There was a sound like a glacier cracking. The air became sweet with ivy, clover, and berries. The tree's black leaves lightened to emerald and the beads of glass began to tremble.

As a sigh drifted through the air, the guardian vanished and the dragonfly whirred from the shadows and out the door.

The whistle of a train shattered the silence. They ran onto the platform.

A train as derelict as the station, laced with rust, forged from black metal tinged with ivy-green and streaked with the red light of a Ghostlands day, was thundering down the tracks. It was the most gorgeous thing Finn had ever seen.

"The dragonfly," she said faintly. "Thomas Luneht was the lover of BatSong's mortal girl."

Jack, watching the train approach, reached out and clasped one of her hands. "I always wondered why Reiko and Lot split in the '70s. Lot ordered Caliban to murder Thomas Luneht, one of her blessed."
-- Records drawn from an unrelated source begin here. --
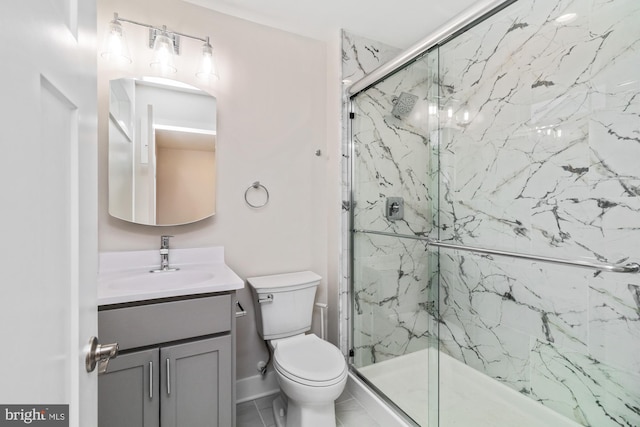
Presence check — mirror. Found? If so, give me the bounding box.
[109,77,216,229]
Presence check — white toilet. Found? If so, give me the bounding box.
[247,271,347,427]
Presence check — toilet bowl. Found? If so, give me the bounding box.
[247,271,348,427]
[273,334,347,427]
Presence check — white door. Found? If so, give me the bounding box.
[0,0,97,427]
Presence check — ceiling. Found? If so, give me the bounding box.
[184,0,477,49]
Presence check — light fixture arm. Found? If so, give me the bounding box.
[113,12,210,55]
[101,13,219,81]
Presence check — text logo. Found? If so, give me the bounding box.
[0,405,69,427]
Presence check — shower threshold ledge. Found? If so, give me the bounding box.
[351,349,582,427]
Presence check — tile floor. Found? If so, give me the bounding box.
[236,390,380,427]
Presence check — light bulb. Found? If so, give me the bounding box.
[151,29,178,74]
[100,14,131,64]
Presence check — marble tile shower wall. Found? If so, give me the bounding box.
[439,0,640,427]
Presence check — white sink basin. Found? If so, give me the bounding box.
[98,247,244,305]
[105,268,215,290]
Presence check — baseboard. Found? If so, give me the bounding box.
[347,372,411,427]
[236,370,280,403]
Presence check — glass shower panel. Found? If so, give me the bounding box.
[351,52,438,427]
[439,0,640,427]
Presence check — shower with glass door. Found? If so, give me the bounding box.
[348,0,640,427]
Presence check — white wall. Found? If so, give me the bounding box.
[98,0,340,378]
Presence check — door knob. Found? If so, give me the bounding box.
[85,337,118,374]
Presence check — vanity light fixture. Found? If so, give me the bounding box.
[101,13,218,81]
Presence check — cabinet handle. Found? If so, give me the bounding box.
[149,362,153,399]
[167,359,171,396]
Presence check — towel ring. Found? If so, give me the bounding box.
[244,181,269,209]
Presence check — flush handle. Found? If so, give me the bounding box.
[258,294,273,304]
[85,337,119,374]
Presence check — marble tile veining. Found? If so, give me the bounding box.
[342,0,640,427]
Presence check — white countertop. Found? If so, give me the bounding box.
[98,247,244,305]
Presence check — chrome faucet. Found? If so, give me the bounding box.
[151,236,180,273]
Finn pictured a smiling Thomas Luneht and a black-haired girl kissing in a field dancing with dragonflies. She felt snarly.

The train creaked and groaned and halted with a terrible screech like a dying dragon. The singed air stung her nostrils. The doors slammed open and a few bolts and screws clattered to the tracks.

Lily whispered, "We're going home."

Finn gripped one of Lily's hands. "Yes."